I found the background to the rushed US and allied exit from Afghanistan revealing, but also incomplete.

I was in Washington, as EU Ambassador,  in 2009 when President Obama announced to assembled Ambassadors that he planned to dramatically increase US troop presence in the country….. to initiate the  so called “Surge” .

 Obama was motivated by a desire to strengthen  the US global military position, and also to make Afghanistan  human rights respecting democracy.

 It seemed over ambitious to me at the time, in light of the very recent  US failure to achieve similar goals in Iraq.

“Peril” tells us that Obama’s vice President at the time, Joe Biden, was totally opposed to the Surge. But Hillary Clinton, Secretary Gates and the generals prevailed. The Surge went ahead.

 When President Trump took over, he wanted to get US troops out of Afghanistan as quickly as possible. But inertia , and lack of focus on his part,  meant that he never actually did it.  It fell to Biden to implement  this part of the Trump agenda ( just as he follows the Trump agenda on China).

 The actual withdrawal was a botched job, and Afghans who had loyally served the allies were abandoned.  Woodward and Costa offer no explanations for this.

The book does offer an insight into Biden’s style of negotiation with Congress. He is tough and relentless in his pursuit of detail.
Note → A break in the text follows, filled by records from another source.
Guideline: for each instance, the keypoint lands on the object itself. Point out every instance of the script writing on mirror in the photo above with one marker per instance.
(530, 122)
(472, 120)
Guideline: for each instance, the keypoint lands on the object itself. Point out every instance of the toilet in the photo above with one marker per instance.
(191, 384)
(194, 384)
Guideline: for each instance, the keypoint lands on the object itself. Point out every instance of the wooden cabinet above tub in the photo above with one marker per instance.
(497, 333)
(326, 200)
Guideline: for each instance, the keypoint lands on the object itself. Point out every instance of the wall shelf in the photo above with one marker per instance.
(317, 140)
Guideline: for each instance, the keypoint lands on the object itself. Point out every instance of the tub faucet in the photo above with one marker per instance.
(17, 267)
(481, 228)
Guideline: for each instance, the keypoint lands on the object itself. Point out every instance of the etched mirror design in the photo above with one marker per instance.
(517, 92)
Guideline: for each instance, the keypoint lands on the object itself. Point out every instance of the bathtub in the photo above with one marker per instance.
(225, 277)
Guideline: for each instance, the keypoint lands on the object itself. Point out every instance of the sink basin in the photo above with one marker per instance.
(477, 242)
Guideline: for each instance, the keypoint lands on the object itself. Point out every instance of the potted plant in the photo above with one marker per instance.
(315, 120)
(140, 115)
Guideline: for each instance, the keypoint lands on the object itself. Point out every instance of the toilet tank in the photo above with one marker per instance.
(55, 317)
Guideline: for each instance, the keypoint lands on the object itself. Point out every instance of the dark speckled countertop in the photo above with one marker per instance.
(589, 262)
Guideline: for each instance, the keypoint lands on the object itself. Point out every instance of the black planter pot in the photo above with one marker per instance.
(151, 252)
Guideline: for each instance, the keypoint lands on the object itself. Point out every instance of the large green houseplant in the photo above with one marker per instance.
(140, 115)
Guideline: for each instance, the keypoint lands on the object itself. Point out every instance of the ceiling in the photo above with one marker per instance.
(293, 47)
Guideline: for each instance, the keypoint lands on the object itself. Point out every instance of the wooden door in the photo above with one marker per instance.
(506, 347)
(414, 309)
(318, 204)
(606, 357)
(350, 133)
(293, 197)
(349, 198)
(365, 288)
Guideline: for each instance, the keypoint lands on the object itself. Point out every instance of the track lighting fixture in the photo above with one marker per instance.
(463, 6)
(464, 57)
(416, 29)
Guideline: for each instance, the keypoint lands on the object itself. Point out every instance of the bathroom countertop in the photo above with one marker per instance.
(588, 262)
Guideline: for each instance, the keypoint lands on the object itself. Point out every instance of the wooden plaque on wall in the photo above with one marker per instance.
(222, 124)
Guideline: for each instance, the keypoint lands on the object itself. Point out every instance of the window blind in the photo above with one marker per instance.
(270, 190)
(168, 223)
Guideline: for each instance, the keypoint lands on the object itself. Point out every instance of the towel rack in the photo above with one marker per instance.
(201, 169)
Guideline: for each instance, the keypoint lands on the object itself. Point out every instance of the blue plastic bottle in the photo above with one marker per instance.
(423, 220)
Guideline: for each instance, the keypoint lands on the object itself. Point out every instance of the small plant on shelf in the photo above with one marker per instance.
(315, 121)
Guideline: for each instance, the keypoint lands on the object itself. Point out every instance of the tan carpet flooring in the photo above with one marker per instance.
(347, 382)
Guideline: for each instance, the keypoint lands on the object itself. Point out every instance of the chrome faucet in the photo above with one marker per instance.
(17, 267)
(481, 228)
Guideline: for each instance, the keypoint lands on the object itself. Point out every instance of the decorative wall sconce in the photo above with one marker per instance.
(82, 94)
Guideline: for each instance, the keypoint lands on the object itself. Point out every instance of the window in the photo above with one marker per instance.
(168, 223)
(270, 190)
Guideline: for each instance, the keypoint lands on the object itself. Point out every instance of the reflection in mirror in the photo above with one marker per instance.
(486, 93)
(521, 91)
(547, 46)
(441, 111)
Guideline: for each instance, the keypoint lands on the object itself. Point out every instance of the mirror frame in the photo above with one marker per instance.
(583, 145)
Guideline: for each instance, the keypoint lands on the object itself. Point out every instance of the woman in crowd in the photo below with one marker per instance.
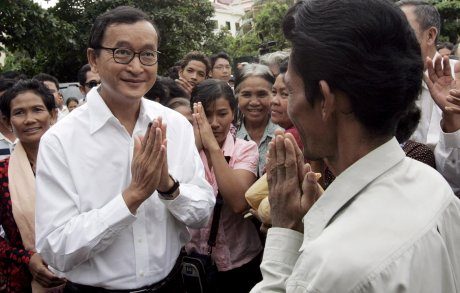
(71, 103)
(253, 87)
(278, 106)
(30, 109)
(230, 167)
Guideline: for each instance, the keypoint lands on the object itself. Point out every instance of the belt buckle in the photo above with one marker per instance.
(142, 290)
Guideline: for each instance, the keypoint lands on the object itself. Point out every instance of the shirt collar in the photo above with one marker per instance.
(348, 184)
(100, 113)
(268, 132)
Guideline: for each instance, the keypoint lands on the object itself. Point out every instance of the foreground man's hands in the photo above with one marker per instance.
(293, 186)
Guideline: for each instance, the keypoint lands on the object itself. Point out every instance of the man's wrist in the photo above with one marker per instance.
(450, 123)
(172, 192)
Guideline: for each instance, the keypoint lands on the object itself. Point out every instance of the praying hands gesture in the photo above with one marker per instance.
(445, 90)
(293, 187)
(149, 167)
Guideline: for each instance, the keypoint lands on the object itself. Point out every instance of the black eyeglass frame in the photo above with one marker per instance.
(134, 55)
(92, 83)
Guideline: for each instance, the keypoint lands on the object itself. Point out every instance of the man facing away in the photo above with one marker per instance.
(387, 223)
(114, 195)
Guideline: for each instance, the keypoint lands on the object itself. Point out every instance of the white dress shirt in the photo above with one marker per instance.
(84, 230)
(387, 224)
(446, 146)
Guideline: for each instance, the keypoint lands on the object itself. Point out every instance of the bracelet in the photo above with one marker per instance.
(168, 194)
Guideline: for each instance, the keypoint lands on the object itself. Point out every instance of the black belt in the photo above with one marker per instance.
(173, 276)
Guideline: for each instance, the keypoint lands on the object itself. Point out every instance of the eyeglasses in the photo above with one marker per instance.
(221, 67)
(125, 56)
(92, 83)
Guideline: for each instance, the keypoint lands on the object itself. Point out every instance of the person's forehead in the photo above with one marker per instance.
(127, 33)
(49, 84)
(220, 61)
(197, 65)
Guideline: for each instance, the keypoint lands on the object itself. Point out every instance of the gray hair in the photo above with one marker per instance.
(253, 70)
(427, 15)
(277, 57)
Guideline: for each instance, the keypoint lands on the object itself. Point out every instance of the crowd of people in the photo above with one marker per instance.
(109, 193)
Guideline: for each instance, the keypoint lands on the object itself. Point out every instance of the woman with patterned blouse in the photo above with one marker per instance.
(30, 109)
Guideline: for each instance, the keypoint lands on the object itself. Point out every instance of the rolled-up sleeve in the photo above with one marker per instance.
(196, 200)
(447, 155)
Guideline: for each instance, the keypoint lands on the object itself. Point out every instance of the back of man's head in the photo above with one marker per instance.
(426, 14)
(364, 49)
(119, 15)
(47, 77)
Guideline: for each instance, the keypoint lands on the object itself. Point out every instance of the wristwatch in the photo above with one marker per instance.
(168, 194)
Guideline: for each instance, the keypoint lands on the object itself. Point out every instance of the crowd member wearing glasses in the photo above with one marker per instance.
(52, 84)
(220, 67)
(116, 194)
(87, 80)
(194, 68)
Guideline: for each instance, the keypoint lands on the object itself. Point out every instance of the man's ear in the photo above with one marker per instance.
(328, 104)
(431, 33)
(92, 59)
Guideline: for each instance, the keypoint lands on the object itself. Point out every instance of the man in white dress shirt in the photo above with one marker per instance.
(439, 126)
(387, 223)
(115, 194)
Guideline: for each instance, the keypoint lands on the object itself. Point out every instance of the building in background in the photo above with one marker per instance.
(228, 14)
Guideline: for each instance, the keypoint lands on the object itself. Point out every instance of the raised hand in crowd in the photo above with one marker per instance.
(40, 272)
(445, 90)
(293, 186)
(185, 85)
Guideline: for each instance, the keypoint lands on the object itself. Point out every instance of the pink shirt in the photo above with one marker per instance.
(237, 240)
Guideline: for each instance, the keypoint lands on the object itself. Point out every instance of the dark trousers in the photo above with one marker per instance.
(242, 279)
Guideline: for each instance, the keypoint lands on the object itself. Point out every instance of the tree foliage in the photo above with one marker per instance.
(55, 40)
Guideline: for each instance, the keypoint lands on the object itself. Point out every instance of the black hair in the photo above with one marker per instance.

He was, and is, determined to put money in the pockets of working class Americans . He has been so good at this that his Stimulus Bills may have contributed to demand led inflation in the US.

Did Donald Trump’s contribution to inciting violence, and   to the attempt to overturn the vote of the people, add up to a crime for which he could be convicted in a court of law?

I believe the answer is to be found in the speech made by Senator Mitch McConnell, the Republican Senate leader, after the second attempt to impeach Trump had failed.

Describing what happened on 6 January as a “disgrace” and an “act of terrorism”, he said

“There is no question that President Trump is practically and morally responsible “

but added

 “by the strict criminal standard, the President’s speech probably was not incitement”.

Donal Trump, after all he has done, still leads the Republican polls.

The peril to American democracy comes from kindly, decent Americans, who are putting cultural and party loyalty , ahead of the interests of democracy in America.